Recording measurements

The light stimulus was provided by a 150 W xenon lamp in a Ganzfeld stimulator (Multiliner Vision, Jaeger Toennies, Germany). Responses were amplified and filtered (1 Hz-low and 300 Hz-high cut off filters) with a 1 channel DC-/AC-amplifier. Following overnight dark-adaptation rod responses were determined to flash intensities between 0.01 and 10 cds/m2. Each scotopic ERG represents the average of five responses from a set of five flashes of stimulation. For recovery experiments bleaching was carried out in the Ganzfeld dome at 3 cds/m2 for 5-min periods and the scotopic responses recorded using a 0.1 cds/m2 stimulus. To isolate cone responses a 10-min light saturation at 25 cds/m2 was used to desensitize the rods.45 The cone photopic ERGs shown represents the average of 10 responses from 10 consecutive flashes at 10 cds/m2 intensity. The flicker ERG was also used to isolate cone responses at flash frequencies of 10, 15 and 30 Hz and 3 cds/m2 intensity.

Data acquisition

For all scotopic recordings, a-wave amplitude was measured from the baseline to the a-wave trough and b-wave amplitude was measured from the a-wave trough to the peak of the b wave. The murine cone ERG has no initial a wave except under the weakest background field, therefore photopic-wave amplitudes were measured from the base-line to the peak of the photopic b wave.45 The Naka–Rushton equation45, 46 was used to determine the sensitivity of the rod response: V=(Vmax*In)/(kn+In) V refers to the voltage at intensity I, Vmax is the maximum amplitude elicited in the intensity series and the parameter k represents the light intensity required to produce a half-maximal response.
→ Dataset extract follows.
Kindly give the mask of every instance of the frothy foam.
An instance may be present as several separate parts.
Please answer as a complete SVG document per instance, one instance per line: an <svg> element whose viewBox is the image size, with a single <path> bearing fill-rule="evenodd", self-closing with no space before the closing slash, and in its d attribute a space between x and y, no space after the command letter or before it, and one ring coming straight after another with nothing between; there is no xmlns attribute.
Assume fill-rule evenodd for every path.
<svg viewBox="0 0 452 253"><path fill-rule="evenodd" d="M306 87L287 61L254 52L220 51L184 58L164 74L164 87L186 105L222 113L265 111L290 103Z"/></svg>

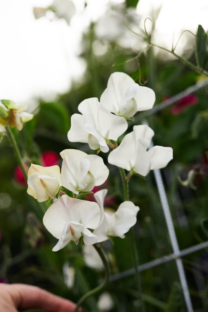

The least-square curve fits of scotopic b-wave data were carried out using OriginPro version 8 software (Northampton, MA, USA) to calculate parameters of the Naka–Rushton function.

Statistics

Standard t-tests were used to determine significance in differences between pairs for morphological data, TBARS analysis and cone counts. The combined coefficients of variation, as computed by the Roche LightCycler 3.5 Software, were used to determine fold range of expression in quantitative RT-PCR data. R/bioconductor was used in the statistical analysis of all microarray data. The Mann–Whitney–Wilcoxon two-sample test was used to compare data sets of ERG measurements. For all experiments data were expressed as the mean ± the S.E.M. In the figures, different levels of significance are indicated by * if P<0.05, **P<0.01.